Syrian parliament recognises Armenian genocide after Erdoğan’s threats

The Syrian parliament on Thursday recognised the 1915 mass killings of Armenians in the Ottoman Empire as genocide, as Turkey intensified military deployments in the northwestern Syrian province of Idlib. 

“The parliament ... condemns and recognises the genocide committed against the Armenians by the Ottoman state at the start of the 20th century,” Agence France-Presse cited the Syrian parliament as saying in a statement.

The Syrian lawmakers passed the motion unanimously, Syria’s state-run news agency SANA said. 

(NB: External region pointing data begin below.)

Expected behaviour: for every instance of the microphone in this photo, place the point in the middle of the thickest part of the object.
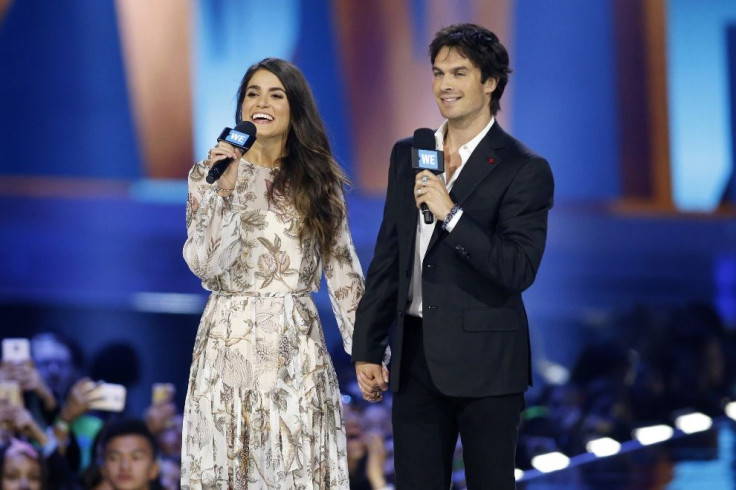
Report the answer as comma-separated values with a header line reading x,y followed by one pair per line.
x,y
425,156
242,138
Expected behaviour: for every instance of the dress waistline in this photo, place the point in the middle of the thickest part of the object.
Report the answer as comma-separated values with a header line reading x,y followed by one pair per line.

The recognition of the Armenian genocide came after Turkish President Recep Tayyip Erdoğan said on Wednesday that Turkey would strike the Syrian army anywhere in the country if it attacked Turkish soldiers in Idlib.

Some 13 Turkish soldiers were killed by Syrian shelling in a week in the last major rebel-held enclave, where Turkey has 12 observation posts built under a 2018 deal made with Russia to prevent a Syrian government assault.

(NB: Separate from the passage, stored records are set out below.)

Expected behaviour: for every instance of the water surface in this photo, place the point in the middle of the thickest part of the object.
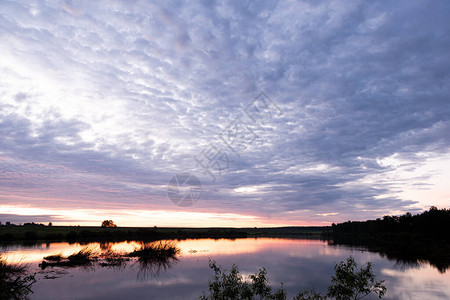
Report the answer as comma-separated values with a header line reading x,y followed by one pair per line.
x,y
298,263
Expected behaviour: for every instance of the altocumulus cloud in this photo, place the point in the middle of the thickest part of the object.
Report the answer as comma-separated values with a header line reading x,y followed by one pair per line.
x,y
102,102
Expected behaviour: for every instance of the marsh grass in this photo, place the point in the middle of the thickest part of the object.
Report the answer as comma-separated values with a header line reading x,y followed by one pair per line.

The Russian-backed Syrian government accused Turkey of supporting terrorist groups in Idlib and condemned its presence in Syria as illegal. 

So far 32 countries have recognised the genocide during which an estimated 1.5 million Armenians were killed. Turkey accepts the mass deportation of Armenians took place, but denies there was a genocide.

Syria is home to an estimated 100,000 Armenians who are mainly the descendants of people who managed to escape the genocide in present day Turkey a century ago.